S’il est profond et diffus, il faut rechercher quelle était la topographie initiale de l’œdème.
(3) Si l’œdème a débuté au niveau de la paupière supérieure plutôt au niveau du bord supéro-interne de l’orbite avec une fièvre et altération de l’état général, il faut suspecter une éthmoïdite avec un début d’abcès sous-périosté. La confirmation est tomodensitométrique. Le traitement associera une antibiothérapie parentérale et une prise en charge spécialisée par les ORL.
(4) Devant un œdème qui débute au niveau de la paupière supérieure au niveau du bord supéro-externe de l’orbite avec une déformation en « S » italique de la paupière supérieure, il faut penser à une dacryoadénite, c’est-à-dire une inflammation de la glande lacrymale qui sera confirmée par une IRM orbitaire. Le bilan étiologique recherchera une pathologie inflammatoire systémique. L’atteinte peut être bilatérale. Le traitement est celui de la cause et revient souvent à une corticothérapie.
(5) En paupière inférieure, lorsqu’il y a une tuméfaction chaude, tendue et érythémateuse entre l’os lacrymal et le tendon canthal médial, il peut s’agir d’une dacryocystite qui est un abcès du sac lacrymal, et qui survient souvent après un larmoiement chronique et des épisodes de conjonctivites récidivantes unilatérales. À la pression du sac lacrymal abcédé, il peut y avoir une issue de pus, rétrograde par les méats lacrymaux. Le traitement comprend une antibiothérapie locale et générale, et un traitement étiologique par sondage des voies lacrymales avec intubation monocanaliculaire à chaud si besoin, voire parfois un drainage percutané. Le bilan préopératoire comprend un scanner du massif facial et une rhinoscopie antérieure à la recherche d’un éventuel kyste nasal qui pourrait entraîner une détresse respiratoire en cas de bilatéralité.

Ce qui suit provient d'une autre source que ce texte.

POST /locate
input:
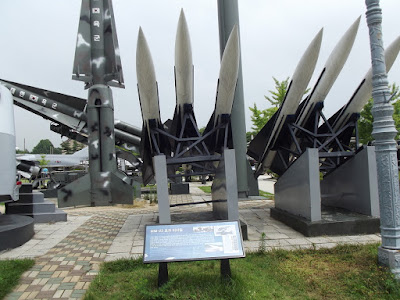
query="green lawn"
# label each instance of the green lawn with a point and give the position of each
(206, 189)
(10, 272)
(344, 272)
(266, 194)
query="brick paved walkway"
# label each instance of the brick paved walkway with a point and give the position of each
(68, 254)
(67, 269)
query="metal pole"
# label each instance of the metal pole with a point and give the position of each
(228, 16)
(384, 132)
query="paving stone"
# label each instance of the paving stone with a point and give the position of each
(67, 263)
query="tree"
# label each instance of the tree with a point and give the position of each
(19, 151)
(45, 147)
(261, 117)
(66, 148)
(366, 119)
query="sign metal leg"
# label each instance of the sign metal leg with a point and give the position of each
(225, 269)
(162, 274)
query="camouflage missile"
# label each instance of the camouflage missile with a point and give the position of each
(297, 86)
(226, 87)
(364, 90)
(98, 64)
(183, 81)
(328, 76)
(57, 107)
(97, 56)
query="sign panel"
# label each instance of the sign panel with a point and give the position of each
(194, 241)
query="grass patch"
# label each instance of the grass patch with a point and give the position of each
(206, 189)
(10, 272)
(344, 272)
(266, 194)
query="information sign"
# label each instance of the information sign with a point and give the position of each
(194, 241)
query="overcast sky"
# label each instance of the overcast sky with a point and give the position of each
(38, 44)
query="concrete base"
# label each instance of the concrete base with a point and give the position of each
(178, 188)
(224, 189)
(354, 185)
(15, 231)
(334, 221)
(391, 259)
(33, 205)
(297, 191)
(78, 193)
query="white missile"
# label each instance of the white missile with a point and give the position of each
(330, 72)
(183, 83)
(8, 188)
(297, 87)
(364, 90)
(147, 83)
(228, 76)
(183, 64)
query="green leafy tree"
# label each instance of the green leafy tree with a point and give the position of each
(261, 117)
(43, 161)
(66, 148)
(43, 147)
(278, 95)
(18, 151)
(366, 119)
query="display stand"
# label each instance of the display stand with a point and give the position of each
(346, 200)
(190, 147)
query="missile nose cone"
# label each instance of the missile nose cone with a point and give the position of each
(144, 62)
(228, 74)
(146, 77)
(183, 63)
(336, 62)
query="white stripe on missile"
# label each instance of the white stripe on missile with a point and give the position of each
(228, 75)
(361, 96)
(183, 63)
(146, 77)
(332, 69)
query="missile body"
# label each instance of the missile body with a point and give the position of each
(148, 97)
(228, 76)
(328, 76)
(98, 64)
(8, 189)
(258, 149)
(364, 90)
(49, 105)
(183, 83)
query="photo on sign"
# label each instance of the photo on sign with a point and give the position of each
(224, 230)
(214, 247)
(203, 229)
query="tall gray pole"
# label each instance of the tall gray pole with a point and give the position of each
(384, 132)
(228, 16)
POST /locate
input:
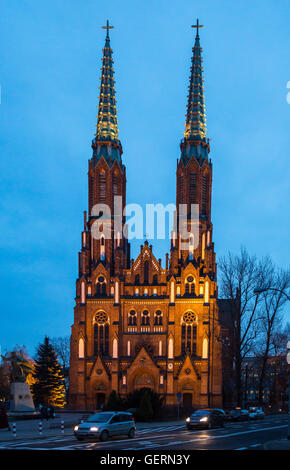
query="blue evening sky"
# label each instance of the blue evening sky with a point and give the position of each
(49, 76)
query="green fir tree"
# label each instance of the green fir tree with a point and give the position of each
(49, 386)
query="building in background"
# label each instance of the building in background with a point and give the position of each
(136, 323)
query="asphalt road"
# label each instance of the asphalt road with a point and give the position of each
(234, 436)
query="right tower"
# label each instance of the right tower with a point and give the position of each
(192, 257)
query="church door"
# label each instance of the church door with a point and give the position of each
(100, 400)
(187, 399)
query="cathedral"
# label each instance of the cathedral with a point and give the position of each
(137, 323)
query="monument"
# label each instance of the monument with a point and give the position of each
(21, 398)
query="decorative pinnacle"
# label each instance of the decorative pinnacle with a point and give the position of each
(195, 126)
(107, 125)
(197, 25)
(107, 28)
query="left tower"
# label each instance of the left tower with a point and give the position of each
(103, 257)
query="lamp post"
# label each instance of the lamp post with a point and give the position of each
(288, 362)
(257, 292)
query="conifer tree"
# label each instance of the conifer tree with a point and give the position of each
(49, 386)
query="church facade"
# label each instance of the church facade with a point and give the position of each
(136, 323)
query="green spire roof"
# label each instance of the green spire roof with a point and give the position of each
(107, 125)
(195, 126)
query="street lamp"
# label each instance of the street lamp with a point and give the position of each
(257, 292)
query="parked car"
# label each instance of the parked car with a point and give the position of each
(207, 419)
(105, 424)
(256, 413)
(239, 415)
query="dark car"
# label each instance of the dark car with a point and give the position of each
(239, 415)
(208, 418)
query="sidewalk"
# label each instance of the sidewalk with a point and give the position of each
(281, 444)
(29, 429)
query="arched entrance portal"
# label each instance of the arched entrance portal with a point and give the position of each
(144, 381)
(187, 399)
(100, 400)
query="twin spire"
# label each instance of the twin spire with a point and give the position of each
(107, 124)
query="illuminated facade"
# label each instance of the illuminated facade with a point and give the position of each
(138, 324)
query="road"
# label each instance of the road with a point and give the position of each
(234, 436)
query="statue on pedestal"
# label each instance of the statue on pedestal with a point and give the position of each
(21, 398)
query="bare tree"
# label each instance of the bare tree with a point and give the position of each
(239, 276)
(61, 346)
(271, 325)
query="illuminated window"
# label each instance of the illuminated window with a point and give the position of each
(115, 348)
(101, 288)
(190, 286)
(181, 188)
(102, 186)
(206, 292)
(192, 188)
(132, 318)
(145, 318)
(101, 334)
(205, 348)
(158, 317)
(81, 348)
(204, 194)
(170, 348)
(115, 183)
(188, 333)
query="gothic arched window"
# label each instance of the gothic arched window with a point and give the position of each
(192, 188)
(102, 186)
(81, 348)
(188, 333)
(204, 194)
(145, 318)
(115, 183)
(181, 189)
(101, 334)
(190, 286)
(101, 287)
(146, 272)
(158, 317)
(132, 318)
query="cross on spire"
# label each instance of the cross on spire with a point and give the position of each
(197, 25)
(107, 27)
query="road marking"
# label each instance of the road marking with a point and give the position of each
(138, 440)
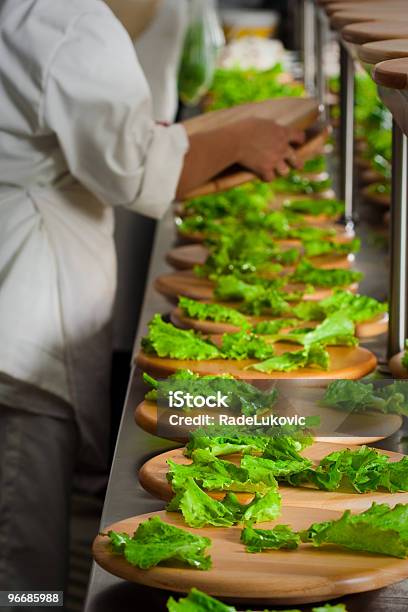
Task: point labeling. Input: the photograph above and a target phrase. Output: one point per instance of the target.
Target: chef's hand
(265, 147)
(261, 145)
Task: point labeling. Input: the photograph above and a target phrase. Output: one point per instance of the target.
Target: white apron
(76, 137)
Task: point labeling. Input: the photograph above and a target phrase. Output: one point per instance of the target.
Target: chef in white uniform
(77, 137)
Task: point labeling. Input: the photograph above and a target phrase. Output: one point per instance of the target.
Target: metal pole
(308, 44)
(398, 242)
(347, 134)
(321, 39)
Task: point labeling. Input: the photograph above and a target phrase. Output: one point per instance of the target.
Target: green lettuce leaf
(337, 329)
(332, 208)
(166, 340)
(350, 396)
(261, 469)
(196, 601)
(316, 164)
(316, 248)
(309, 310)
(358, 307)
(281, 536)
(225, 441)
(244, 345)
(404, 359)
(199, 509)
(155, 541)
(312, 355)
(308, 274)
(362, 470)
(380, 529)
(212, 312)
(215, 474)
(296, 183)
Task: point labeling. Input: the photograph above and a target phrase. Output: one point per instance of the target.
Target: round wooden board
(351, 430)
(345, 362)
(368, 329)
(375, 5)
(396, 367)
(152, 477)
(187, 256)
(382, 50)
(278, 577)
(186, 283)
(392, 73)
(369, 31)
(341, 19)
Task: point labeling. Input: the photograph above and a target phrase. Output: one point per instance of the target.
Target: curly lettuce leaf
(294, 182)
(155, 541)
(260, 469)
(212, 312)
(166, 340)
(196, 601)
(349, 395)
(256, 297)
(213, 474)
(331, 208)
(225, 441)
(337, 329)
(244, 345)
(362, 470)
(318, 277)
(380, 529)
(358, 307)
(281, 536)
(316, 248)
(404, 359)
(199, 509)
(272, 327)
(313, 355)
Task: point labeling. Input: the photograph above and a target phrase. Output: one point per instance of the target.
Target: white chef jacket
(76, 137)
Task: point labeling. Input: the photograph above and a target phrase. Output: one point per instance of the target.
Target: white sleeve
(97, 101)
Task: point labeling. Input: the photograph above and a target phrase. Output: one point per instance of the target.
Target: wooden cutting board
(396, 367)
(276, 577)
(392, 73)
(373, 53)
(341, 19)
(188, 256)
(298, 113)
(368, 31)
(351, 5)
(349, 430)
(186, 283)
(374, 327)
(346, 362)
(152, 477)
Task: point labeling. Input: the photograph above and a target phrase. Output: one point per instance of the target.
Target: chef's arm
(261, 145)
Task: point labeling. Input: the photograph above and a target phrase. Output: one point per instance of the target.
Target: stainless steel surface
(347, 133)
(125, 497)
(321, 40)
(308, 46)
(398, 242)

(6) Si la tuméfaction est chronique et froide avec un aspect bleuté de la peau, alors il s’agit d’un dacryocèle (ou dacryocystocèle ou mucocèle néonatal). Il s’agit d’une ectasie du sac lacrymal, dont le traitement consiste à des compresses chaudes et un massage du sac hernié. Parfois, la stase lacrymale peut entraîner une infection, c’est-à-dire une dacryocystite.

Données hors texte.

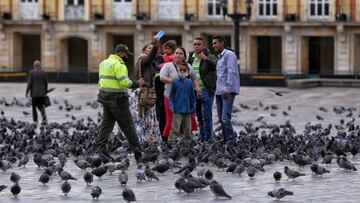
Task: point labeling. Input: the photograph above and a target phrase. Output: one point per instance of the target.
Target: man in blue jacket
(182, 103)
(227, 85)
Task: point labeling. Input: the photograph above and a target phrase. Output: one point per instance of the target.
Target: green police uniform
(113, 86)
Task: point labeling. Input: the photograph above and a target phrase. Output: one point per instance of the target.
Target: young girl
(182, 102)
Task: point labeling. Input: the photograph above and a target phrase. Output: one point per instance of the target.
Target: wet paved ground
(338, 186)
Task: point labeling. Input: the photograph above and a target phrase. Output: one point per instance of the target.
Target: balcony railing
(29, 11)
(74, 12)
(122, 10)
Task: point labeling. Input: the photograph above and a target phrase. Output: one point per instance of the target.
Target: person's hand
(141, 82)
(155, 42)
(198, 89)
(201, 56)
(226, 95)
(171, 80)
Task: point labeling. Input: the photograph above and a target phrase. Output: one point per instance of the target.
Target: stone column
(342, 53)
(49, 50)
(290, 52)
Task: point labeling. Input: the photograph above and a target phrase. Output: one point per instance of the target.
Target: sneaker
(105, 157)
(137, 154)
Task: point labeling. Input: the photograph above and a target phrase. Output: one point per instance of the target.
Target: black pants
(121, 114)
(38, 102)
(160, 108)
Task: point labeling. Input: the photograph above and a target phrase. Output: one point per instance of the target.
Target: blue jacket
(182, 96)
(227, 72)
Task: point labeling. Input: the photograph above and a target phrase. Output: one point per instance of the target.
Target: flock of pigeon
(52, 145)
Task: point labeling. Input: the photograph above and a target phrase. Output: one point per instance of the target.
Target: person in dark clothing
(204, 65)
(113, 95)
(37, 86)
(160, 88)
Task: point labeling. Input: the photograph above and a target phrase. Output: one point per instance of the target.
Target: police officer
(113, 94)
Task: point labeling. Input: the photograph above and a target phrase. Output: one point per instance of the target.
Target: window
(217, 8)
(267, 8)
(75, 2)
(319, 8)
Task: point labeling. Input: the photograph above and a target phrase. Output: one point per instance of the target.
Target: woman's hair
(146, 45)
(184, 51)
(171, 44)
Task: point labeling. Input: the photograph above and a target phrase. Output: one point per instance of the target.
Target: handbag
(147, 97)
(47, 101)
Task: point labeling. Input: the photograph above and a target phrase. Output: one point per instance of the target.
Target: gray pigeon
(95, 192)
(140, 174)
(15, 189)
(128, 195)
(345, 164)
(277, 176)
(15, 178)
(218, 190)
(318, 170)
(292, 174)
(150, 174)
(44, 178)
(65, 187)
(88, 178)
(123, 178)
(279, 193)
(2, 187)
(4, 165)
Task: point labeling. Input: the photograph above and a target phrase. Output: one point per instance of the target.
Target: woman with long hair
(168, 74)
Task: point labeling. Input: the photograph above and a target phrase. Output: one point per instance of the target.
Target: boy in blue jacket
(182, 102)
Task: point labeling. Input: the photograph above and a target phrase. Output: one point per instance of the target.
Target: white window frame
(214, 15)
(317, 3)
(76, 3)
(264, 3)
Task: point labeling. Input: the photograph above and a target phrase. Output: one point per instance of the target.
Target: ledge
(322, 82)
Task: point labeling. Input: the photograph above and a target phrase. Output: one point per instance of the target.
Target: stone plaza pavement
(301, 105)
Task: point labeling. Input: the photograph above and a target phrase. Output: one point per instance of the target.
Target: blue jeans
(204, 103)
(224, 110)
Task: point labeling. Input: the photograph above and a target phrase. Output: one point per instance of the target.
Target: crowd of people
(185, 87)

(7) Le diagnostic différentiel d’une étiologie locale est l’hypoprotidémie (syndrome néphrotique par exemple) : œdème palpébral bilatéral sans contexte infectieux. Une bandelette urinaire donne le diagnostic pour les étiologies néphrologiques.
(8) Un œdème froid des deux paupières avec un chémosis aqueux (œdème séreux et blanc de la conjonctive bulbaire) souvent bilatéral et asymétrique, chez un enfant avec un
terrain atopique, est fréquemment un épisode de conjonctivite allergique.

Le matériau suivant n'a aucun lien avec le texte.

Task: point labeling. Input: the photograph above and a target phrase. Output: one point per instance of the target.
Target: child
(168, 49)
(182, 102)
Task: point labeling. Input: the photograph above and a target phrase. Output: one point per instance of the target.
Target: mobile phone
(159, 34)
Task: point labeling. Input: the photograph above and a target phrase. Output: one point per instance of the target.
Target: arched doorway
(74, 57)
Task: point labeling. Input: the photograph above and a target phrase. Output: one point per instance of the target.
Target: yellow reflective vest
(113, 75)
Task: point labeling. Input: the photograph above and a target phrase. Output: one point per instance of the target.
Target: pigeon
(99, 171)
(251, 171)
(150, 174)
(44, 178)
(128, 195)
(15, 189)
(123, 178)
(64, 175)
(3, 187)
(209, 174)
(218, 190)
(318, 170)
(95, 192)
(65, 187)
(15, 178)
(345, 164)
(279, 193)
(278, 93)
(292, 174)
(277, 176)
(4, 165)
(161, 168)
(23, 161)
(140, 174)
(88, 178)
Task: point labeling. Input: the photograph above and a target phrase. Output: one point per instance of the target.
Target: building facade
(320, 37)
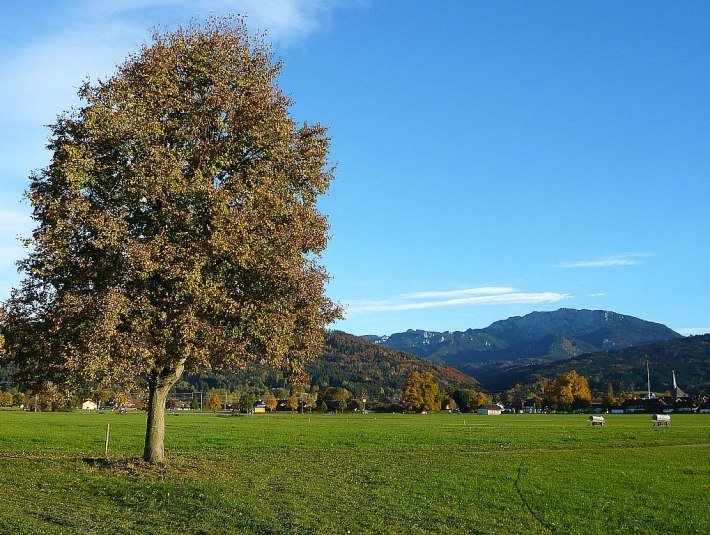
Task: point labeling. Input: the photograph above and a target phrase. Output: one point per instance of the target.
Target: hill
(546, 336)
(624, 369)
(346, 361)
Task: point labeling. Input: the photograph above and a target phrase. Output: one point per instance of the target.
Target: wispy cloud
(41, 77)
(485, 290)
(690, 331)
(494, 295)
(611, 261)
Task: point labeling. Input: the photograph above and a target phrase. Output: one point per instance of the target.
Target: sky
(493, 158)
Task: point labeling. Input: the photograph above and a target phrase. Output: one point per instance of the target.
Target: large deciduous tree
(176, 225)
(420, 392)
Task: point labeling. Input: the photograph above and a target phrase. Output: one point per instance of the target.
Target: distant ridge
(623, 369)
(542, 336)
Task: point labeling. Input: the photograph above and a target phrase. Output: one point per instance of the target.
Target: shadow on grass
(129, 466)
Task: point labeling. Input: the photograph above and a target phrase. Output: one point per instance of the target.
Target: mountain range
(623, 369)
(538, 336)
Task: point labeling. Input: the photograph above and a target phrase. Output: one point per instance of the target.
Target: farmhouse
(89, 405)
(489, 410)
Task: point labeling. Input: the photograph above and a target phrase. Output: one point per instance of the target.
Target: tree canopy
(176, 225)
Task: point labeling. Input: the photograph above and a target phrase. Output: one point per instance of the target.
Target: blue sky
(494, 158)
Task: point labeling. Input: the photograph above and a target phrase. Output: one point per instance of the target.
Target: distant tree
(177, 225)
(271, 402)
(469, 400)
(246, 402)
(293, 402)
(420, 392)
(5, 399)
(18, 399)
(567, 391)
(608, 398)
(213, 403)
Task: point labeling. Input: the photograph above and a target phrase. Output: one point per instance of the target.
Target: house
(489, 410)
(89, 405)
(529, 406)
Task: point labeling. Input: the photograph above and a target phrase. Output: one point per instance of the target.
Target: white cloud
(485, 290)
(507, 296)
(690, 331)
(41, 78)
(618, 260)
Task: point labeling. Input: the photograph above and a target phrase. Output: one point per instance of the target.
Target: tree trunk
(159, 385)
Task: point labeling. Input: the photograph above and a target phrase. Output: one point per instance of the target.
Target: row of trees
(421, 392)
(564, 392)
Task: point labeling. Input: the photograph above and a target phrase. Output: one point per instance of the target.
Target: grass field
(355, 474)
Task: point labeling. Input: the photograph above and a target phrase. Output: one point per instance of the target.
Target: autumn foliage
(420, 392)
(176, 225)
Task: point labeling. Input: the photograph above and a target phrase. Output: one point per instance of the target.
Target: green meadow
(436, 473)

(9) Un œdème chaud et inflammatoire des deux paupières avec une hyperhémie conjonctivale uni ou bilatérale, avec de nombreuses sécrétions conjonctivales blanc jaunâtre, peu ou pas douloureux, doit faire évoquer une conjonctivite bactérienne dont le traitement sera local (à l’exception du nouveau-né). Si les signes sont accompagnés de douleurs importantes avec un œdème palpébral plus important, parfois accompagné d’un écoulement hémorragique, il faut penser à la conjonctivite virale à adénovirus, avec ses fausses membranes, dont le traitement est local avec lavage et antiseptique, et mécanique avec ablation régulière des fausses membranes (parfois sous anesthésie générale). Il ne faudra pas oublier l’éviction scolaire en raison de son pouvoir contagieux (durée de vie du virus de trois semaines sur un milieu inerte).
(10) Les infections palpébrales vont du simple abcès à la cellulite préseptale qui correspond à la diffusion d’une infection tissulaire sous-cutanée à toute une paupière, voire les deux, sans dépasser le plan du septum orbitaire qui s’étend du bord du tarse au rebord orbitaire. Le traitement comprend le drainage percutané et une antibiothérapie générale.
(11) En cas de diffusion plus profonde, il s’agit d’une cellulite orbitaire dont le diagnostic est clinique avec mise en évidence d’un syndrome orbitaire associant une ophtalmoplégie (partielle ou totale) avec une exophtalmie. Le drainage orbitaire est alors une urgence thérapeutique pour le pronostic fonctionnel de l’œil.
Liens d'intérêts
Aucun
Référence
Adenis JP, Morax S. Pathologie orbito-palpébrale. Rapport de la Société Française d’Ophtalmologie. Paris : Masson 1998, 830p.